World No Tobacco Day is approaching and the number of smokers is increasing again. This is the result of a new long-term study on the smoking behavior of Germans. Why is that? The researchers have a suspicion.

The proportion of smokers in Germany continues to rise. It is currently almost 33 percent for people over the age of 14, according to the representative long-term study “German survey on smoking behavior” (Debra).

Before the corona pandemic (end of 2019 and beginning of 2020), the proportion of smokers in the population aged 14 and over was around 26 to 27 percent. By the end of 2021, the rate had risen to 30.9 percent. It is a frightening development, says the epidemiologist and Debra director Daniel Kotz of the German Press Agency on the occasion of World No Tobacco Day on May 31st.

Professor Kotz heads the addiction research focus at the University Clinic Düsseldorf at the Center for Health and Society.

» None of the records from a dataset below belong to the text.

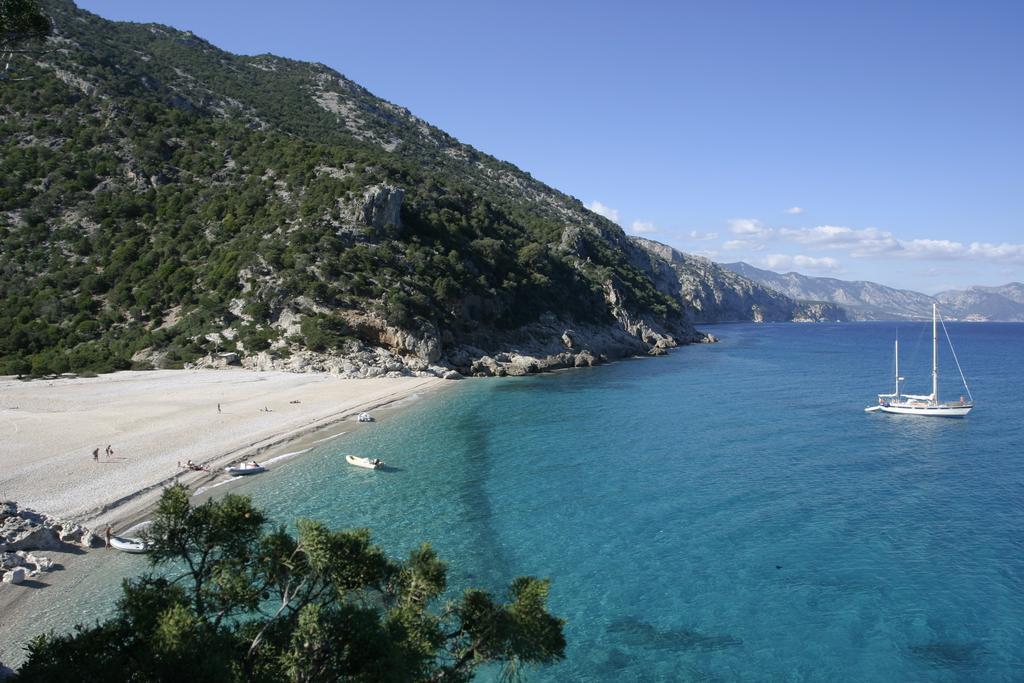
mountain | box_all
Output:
[722,261,932,321]
[0,0,720,376]
[935,283,1024,323]
[722,261,1024,323]
[630,237,846,323]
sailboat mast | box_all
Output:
[895,339,899,400]
[932,303,939,403]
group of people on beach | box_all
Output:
[92,443,114,463]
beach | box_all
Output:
[0,370,443,529]
[0,369,445,666]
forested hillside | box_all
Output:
[0,0,699,375]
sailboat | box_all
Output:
[864,303,974,418]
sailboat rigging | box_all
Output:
[864,303,974,418]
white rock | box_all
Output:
[3,567,28,586]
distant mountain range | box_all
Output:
[720,261,1024,323]
[630,237,847,324]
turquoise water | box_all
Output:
[235,324,1024,681]
[22,324,1024,681]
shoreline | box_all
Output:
[0,370,449,679]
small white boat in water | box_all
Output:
[111,536,150,554]
[864,303,974,418]
[224,460,266,476]
[345,456,384,470]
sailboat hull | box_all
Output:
[879,403,974,418]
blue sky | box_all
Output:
[79,0,1024,293]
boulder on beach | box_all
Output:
[3,567,27,586]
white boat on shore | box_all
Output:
[111,536,150,555]
[224,461,266,476]
[864,304,974,418]
[345,456,384,470]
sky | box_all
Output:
[78,0,1024,294]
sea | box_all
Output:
[9,323,1024,681]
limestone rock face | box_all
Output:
[3,567,28,586]
[355,184,406,234]
[0,517,60,552]
[0,501,92,565]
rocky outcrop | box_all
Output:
[0,501,103,584]
[348,183,406,237]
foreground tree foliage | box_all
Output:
[0,0,53,82]
[14,486,565,681]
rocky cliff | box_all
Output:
[0,0,702,376]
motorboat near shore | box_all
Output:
[111,536,150,555]
[224,460,266,476]
[345,456,384,470]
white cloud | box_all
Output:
[778,225,1024,264]
[778,225,901,256]
[967,242,1024,264]
[587,200,618,223]
[722,240,765,251]
[729,218,772,239]
[760,254,842,272]
[630,220,657,234]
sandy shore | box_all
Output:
[0,370,443,529]
[0,370,444,679]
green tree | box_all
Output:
[0,0,53,80]
[13,485,565,681]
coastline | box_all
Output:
[0,370,447,678]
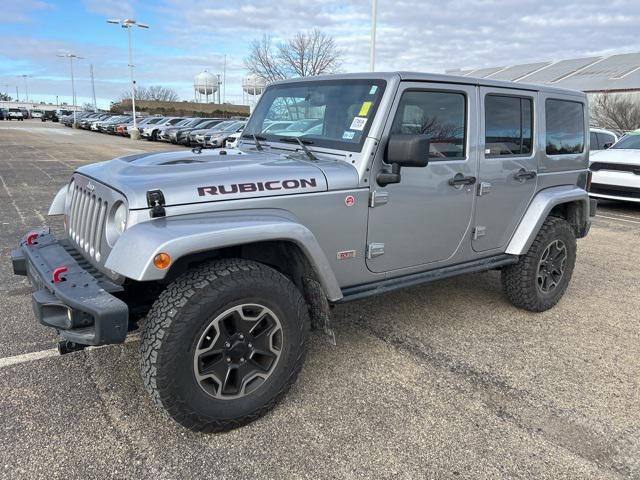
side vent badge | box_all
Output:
[147,190,167,218]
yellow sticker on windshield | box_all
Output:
[358,102,371,117]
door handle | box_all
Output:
[514,168,537,182]
[449,173,476,187]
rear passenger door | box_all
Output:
[367,82,478,273]
[472,87,538,252]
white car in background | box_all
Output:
[589,129,640,203]
[225,132,242,148]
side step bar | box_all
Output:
[336,254,519,303]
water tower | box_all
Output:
[242,74,267,110]
[193,70,220,103]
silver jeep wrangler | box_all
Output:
[12,73,595,432]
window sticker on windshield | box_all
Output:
[349,117,367,131]
[342,130,356,140]
[358,102,371,117]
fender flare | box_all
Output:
[105,209,342,302]
[47,185,69,215]
[505,185,590,255]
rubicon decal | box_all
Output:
[198,178,317,197]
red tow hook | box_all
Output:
[51,267,68,283]
[27,232,40,245]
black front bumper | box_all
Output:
[11,230,129,345]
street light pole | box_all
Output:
[89,63,98,112]
[18,74,30,102]
[369,0,378,72]
[107,18,149,139]
[57,53,84,128]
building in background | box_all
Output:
[193,70,222,103]
[446,53,640,95]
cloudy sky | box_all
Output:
[0,0,640,107]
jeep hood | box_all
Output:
[77,150,358,209]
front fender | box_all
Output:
[47,185,69,215]
[105,209,342,301]
[505,185,590,255]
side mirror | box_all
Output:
[376,134,430,187]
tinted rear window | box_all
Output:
[484,95,533,157]
[545,99,585,155]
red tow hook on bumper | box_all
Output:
[51,267,68,283]
[27,232,40,245]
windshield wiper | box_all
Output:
[278,137,313,145]
[280,137,318,161]
[242,133,267,142]
[242,133,266,152]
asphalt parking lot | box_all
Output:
[0,121,640,479]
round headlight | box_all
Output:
[113,203,127,235]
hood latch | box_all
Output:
[147,190,167,218]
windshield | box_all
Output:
[245,80,386,151]
[610,130,640,150]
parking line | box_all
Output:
[596,215,640,225]
[0,348,60,368]
[0,334,140,369]
[605,210,640,220]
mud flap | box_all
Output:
[304,277,336,346]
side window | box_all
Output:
[391,90,467,159]
[484,95,533,157]
[545,99,585,155]
[597,132,616,148]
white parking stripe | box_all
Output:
[596,215,640,225]
[0,334,140,369]
[0,348,60,368]
[604,210,640,220]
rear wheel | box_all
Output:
[502,217,576,312]
[141,260,309,432]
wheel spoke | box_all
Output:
[194,304,282,399]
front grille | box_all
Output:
[589,162,640,175]
[67,183,109,262]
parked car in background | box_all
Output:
[113,117,147,136]
[7,108,24,121]
[125,117,166,136]
[40,110,58,122]
[589,127,618,152]
[158,118,213,143]
[175,118,224,145]
[190,120,236,147]
[225,132,242,148]
[204,121,247,148]
[140,117,185,142]
[589,129,640,202]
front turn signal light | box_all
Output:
[153,253,171,270]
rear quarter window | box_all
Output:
[545,98,585,155]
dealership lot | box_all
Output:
[0,121,640,479]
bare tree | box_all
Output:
[244,28,342,82]
[591,93,640,133]
[120,85,178,102]
[244,35,287,82]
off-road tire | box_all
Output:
[140,259,310,432]
[502,217,576,312]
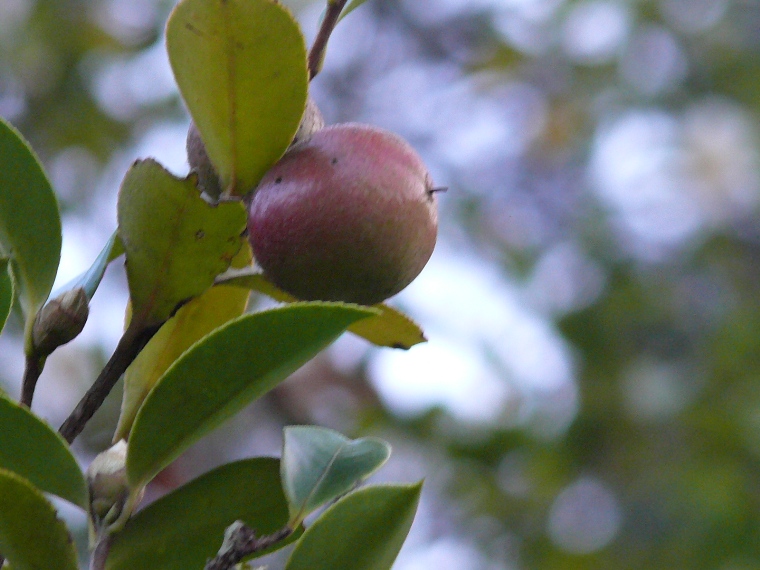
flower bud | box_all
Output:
[32,287,90,355]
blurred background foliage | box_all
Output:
[0,0,760,570]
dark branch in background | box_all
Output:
[58,325,160,443]
[204,521,293,570]
[309,0,348,80]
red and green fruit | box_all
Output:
[248,123,438,305]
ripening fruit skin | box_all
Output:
[248,123,438,305]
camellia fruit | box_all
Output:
[248,123,439,305]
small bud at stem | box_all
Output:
[32,287,90,356]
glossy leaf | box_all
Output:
[127,303,380,487]
[0,259,13,332]
[118,160,247,327]
[113,242,253,442]
[0,118,61,337]
[348,303,427,350]
[217,269,427,350]
[166,0,308,195]
[113,286,248,441]
[285,483,422,570]
[0,397,88,510]
[281,426,391,525]
[51,232,124,299]
[0,469,79,570]
[106,458,300,570]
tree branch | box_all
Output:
[204,521,293,570]
[309,0,348,80]
[58,325,160,443]
[19,354,45,408]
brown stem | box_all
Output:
[19,354,45,408]
[58,325,159,443]
[309,0,348,81]
[204,521,293,570]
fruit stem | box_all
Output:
[58,321,159,443]
[204,521,293,570]
[309,0,348,81]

The increasing smoking rate in general is probably an effect of the pandemic. It is a so-called Corona late consequence that people are increasingly turning to tobacco products.

Tobacco-free Germany? “There is a lot to do on the part of politics”

“I don’t see any connection with the war,” said the researcher when asked about the Russian war of aggression in Ukraine. With a view to World No Tobacco Day, Kotz said: “Politics have a lot to do if Germany wants to become tobacco-free by 2040.”

As reported by the Federal Statistical Office in Wiesbaden on the occasion of World No Tobacco Day, around 75,500 people in Germany died in 2020 as a result of smoking. By far the most common cause of death was cancer.